Sem resultados práticos, forjaram uma carta anónima, pejada de erros ortográficos para disfarçar, não fossem alguns traços gráficos ostensivamente peculiares. Como não sabiam de computadores – uma “ciência oculta” – recorreram à sua caligrafia. Margarida constara o óbvio. Aqueles dois, mesmo instigando e escrevendo, em representação de algumas funcionárias (ainda) pesarosas com a transformação encetada, sistemáticos requerimentos sobre isto e aquilo, estavam obcecados não consigo, mas com tudo aquilo que ela representava: a mudança, a novidade e a inevitabilidade de todos se prepararem ara, um dia, abandonarem algo, que por muito tempo, pensaram ser seu ao ponto e ousarem presumir que ninguém faria melhor que eles.
Perseverante, continua hoje o seu trabalho. Tem evoluído e ganho enriquecedora experiência. Sabe não poder controlar o que outros decidem pensar a seu respeito. A seu favor, tem o trabalho que é consensualmente reconhecido. No mais, para quem sabe esperar, tudo vem a tempo.
Xavier Junqueira tem agora 35 anos. Prostrado no lancil de uma concorrida calçada, cravada numa cidade inundada de vultos inquietos, lembra o quarto que mantinha, com exemplar brio, quando os 14 anos de idade ainda lhe permitiam ter o peluche oferecido pela madrinha. Viaja no tempo. Recorda os persistentes, mas agora tontos conselhos do mãe: ”não fales com pessoas que bebem ou fumem! Essa gente só traz desgraças...”
Rumo ao passado, os seus olhos ganham um brilho menineiro quando é tocado pelo cheiro da escola. Foi desde cedo acompanhado por um frustrado explicador, que à noitinha o ajudava a perceber o emaranhado de frases e gravuras esguichados pelos livros.

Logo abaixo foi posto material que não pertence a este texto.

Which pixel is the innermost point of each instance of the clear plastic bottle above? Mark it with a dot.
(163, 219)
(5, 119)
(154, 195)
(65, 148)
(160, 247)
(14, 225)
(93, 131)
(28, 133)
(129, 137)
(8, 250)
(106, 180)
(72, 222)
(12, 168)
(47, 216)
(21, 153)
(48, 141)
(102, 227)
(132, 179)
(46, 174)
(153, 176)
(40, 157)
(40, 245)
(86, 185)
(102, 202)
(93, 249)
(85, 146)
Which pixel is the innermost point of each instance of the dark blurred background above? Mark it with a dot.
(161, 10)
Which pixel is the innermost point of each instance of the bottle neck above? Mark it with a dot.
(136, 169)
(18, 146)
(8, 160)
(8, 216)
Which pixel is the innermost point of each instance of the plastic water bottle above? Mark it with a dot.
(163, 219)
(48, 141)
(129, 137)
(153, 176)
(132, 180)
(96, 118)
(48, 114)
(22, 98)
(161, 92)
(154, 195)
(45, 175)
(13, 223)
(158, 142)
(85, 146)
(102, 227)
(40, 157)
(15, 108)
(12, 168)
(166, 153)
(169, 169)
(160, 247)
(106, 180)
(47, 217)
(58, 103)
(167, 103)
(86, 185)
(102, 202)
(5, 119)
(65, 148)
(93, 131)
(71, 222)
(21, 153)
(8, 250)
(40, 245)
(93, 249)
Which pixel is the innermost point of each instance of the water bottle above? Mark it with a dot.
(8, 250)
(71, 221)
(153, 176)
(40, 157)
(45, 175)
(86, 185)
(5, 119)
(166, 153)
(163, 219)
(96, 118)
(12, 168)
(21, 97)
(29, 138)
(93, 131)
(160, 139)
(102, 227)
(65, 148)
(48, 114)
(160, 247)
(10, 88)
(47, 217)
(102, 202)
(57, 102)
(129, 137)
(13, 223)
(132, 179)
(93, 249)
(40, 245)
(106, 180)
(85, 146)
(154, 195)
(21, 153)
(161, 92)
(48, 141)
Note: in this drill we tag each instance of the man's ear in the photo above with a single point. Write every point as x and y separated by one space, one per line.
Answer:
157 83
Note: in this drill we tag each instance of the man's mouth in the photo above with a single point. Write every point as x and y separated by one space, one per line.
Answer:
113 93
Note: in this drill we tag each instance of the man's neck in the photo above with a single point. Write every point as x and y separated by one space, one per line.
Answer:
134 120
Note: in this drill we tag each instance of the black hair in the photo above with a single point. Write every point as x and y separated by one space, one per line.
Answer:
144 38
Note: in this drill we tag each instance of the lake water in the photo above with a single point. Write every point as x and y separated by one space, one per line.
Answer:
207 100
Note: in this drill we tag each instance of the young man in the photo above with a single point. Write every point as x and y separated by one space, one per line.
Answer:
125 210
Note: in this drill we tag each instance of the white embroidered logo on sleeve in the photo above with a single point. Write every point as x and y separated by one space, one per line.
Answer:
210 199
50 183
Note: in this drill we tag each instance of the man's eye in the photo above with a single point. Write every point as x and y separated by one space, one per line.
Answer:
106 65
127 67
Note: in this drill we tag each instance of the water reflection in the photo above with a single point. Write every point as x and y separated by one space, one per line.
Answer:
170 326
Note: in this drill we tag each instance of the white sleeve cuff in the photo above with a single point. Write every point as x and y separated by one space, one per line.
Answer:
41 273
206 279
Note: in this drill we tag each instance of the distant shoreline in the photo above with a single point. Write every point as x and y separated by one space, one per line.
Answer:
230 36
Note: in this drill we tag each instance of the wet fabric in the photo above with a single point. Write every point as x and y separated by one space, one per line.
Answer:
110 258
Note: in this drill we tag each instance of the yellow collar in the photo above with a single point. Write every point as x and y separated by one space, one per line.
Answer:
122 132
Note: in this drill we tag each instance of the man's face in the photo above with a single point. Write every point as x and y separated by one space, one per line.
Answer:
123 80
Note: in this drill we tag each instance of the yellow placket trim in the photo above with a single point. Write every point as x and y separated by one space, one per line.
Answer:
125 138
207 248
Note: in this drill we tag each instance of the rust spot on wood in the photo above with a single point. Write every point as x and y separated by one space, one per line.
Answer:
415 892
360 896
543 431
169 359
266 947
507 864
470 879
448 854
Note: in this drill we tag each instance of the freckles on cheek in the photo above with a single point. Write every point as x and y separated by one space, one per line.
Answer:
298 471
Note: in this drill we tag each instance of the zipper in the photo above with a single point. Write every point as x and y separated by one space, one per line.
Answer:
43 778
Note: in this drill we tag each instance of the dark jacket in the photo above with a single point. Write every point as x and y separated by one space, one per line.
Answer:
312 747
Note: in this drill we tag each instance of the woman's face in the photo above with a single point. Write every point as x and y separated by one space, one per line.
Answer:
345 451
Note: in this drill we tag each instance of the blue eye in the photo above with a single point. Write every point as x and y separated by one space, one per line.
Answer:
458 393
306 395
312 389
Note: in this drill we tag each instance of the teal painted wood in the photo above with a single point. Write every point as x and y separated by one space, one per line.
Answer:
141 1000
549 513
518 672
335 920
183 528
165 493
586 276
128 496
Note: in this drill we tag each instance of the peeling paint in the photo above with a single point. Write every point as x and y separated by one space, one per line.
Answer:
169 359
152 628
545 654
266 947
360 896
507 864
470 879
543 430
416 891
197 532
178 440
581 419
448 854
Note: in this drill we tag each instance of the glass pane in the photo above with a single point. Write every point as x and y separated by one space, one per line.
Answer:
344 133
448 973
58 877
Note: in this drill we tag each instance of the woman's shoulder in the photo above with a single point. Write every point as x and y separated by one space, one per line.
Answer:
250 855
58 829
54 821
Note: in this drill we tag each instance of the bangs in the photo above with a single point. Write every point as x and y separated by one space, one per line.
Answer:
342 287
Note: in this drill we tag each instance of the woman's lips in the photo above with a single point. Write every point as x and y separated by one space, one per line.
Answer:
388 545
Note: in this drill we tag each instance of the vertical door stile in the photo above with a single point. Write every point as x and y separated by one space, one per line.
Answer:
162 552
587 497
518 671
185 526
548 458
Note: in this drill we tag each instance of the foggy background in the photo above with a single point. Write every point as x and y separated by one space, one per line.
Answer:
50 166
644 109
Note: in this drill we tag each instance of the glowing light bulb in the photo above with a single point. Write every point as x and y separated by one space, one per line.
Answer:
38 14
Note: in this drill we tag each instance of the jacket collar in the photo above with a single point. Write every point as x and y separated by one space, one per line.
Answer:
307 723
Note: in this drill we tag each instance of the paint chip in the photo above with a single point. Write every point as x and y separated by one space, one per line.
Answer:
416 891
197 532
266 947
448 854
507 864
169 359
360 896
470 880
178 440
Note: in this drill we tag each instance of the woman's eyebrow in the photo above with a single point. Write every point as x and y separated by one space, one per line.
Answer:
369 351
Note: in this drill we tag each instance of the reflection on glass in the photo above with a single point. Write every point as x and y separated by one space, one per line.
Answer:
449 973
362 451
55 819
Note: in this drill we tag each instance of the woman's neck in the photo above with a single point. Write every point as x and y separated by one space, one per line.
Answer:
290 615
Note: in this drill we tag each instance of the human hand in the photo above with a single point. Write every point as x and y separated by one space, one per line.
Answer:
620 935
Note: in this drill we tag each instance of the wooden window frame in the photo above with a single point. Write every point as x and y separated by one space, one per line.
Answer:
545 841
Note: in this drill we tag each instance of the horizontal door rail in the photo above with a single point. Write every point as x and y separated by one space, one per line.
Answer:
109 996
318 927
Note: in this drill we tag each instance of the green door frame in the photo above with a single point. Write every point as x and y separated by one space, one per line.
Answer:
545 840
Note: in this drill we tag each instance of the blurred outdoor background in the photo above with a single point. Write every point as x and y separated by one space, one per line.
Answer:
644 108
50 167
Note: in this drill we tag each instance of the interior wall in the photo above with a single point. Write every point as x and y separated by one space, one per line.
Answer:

Lembra, com nostalgia, a pasteleira (vulgo bicicleta) deixada pelo avô paterno em que se fazia transportar para, fizesse chuva ou sol, chegar à casa do senhor Afonso, o “descodificador de livros”.
Mais tarde, e porque os pais tinham horários desencontrados na fábrica, o imperturbável explicador decidiu, num rasgo de imprevista humanidade, permitir que Xavier almoçasse em sua casa para, “ao menos, garantir ao miúdo uma refeição quente”. Apesar de agradecidos, os pais nunca souberam da mágoa infligida ao seu filho sob a forma de humilhação diária: a sisuda família de acolhimento almoçava na sala enquanto Xavier comia, sozinho, na cozinha. Se precisasse de um guardanapo de papel ou de mais um copinho de água, tinha de berrar, em jeito de rogo desesperado, por uma sempre tardia atenção.
Porque não chegou a ter notas suficientemente altas, o clã Junqueira não enjeitou o ensejo de lhe impor o jugo da frustração. Não seria com ele que passariam a ter finalmente “um doutor na família”. Supremo desgosto! Fizeram-no sentir a mais.
Foi tratado como um pária, “uma lesma sem futuro” - diziam. Não resistiu. Cedeu a um desgosto que não chegou a ser realmente seu, mas que o esgaçou sem apelo nem agravo.
Entregue à rua, as suas prioridades passam hoje por descobrir bons nacos de papelão, aceder ao chocolate quente dos voluntários da urbe ou “herdar” roçados cobertores que já cobriram camas feitas de memória curta. Nos bancos dos jardins, forrados com folhas secas, também elas perdidas e caídas, encontra o aconchego que logra igualmente alcançar perto dos átrios dos grandes prédios ou de hospitais indiferentes.
Afastado pelos olhares acelerados dos que têm medo de se reverem no infortúnio dos outros - não vá ser contagioso... - aprecia o ocaso da claridade. Caiu a noite e pela cidade ressoa uma desgarrada sinfonia de sirenes onde só ouvidos experimentados destrinçam as ambulâncias das viaturas policiais. De cigarro na mão esquerda, preso entre dois dedos amarelecidos, com unhas encardidas pelo tabaco, sobressaem exóticas pulseiras que vem acumulando neste degredo sem carcereiro visível. Na face, a pela esticada realça um rosto encovado pelas recentes e picadas agruras. Trémulo, inibe-se de mostrar uma dentição feita de espaços e de um consentido musgo entranhado até ao tutano das gengivas.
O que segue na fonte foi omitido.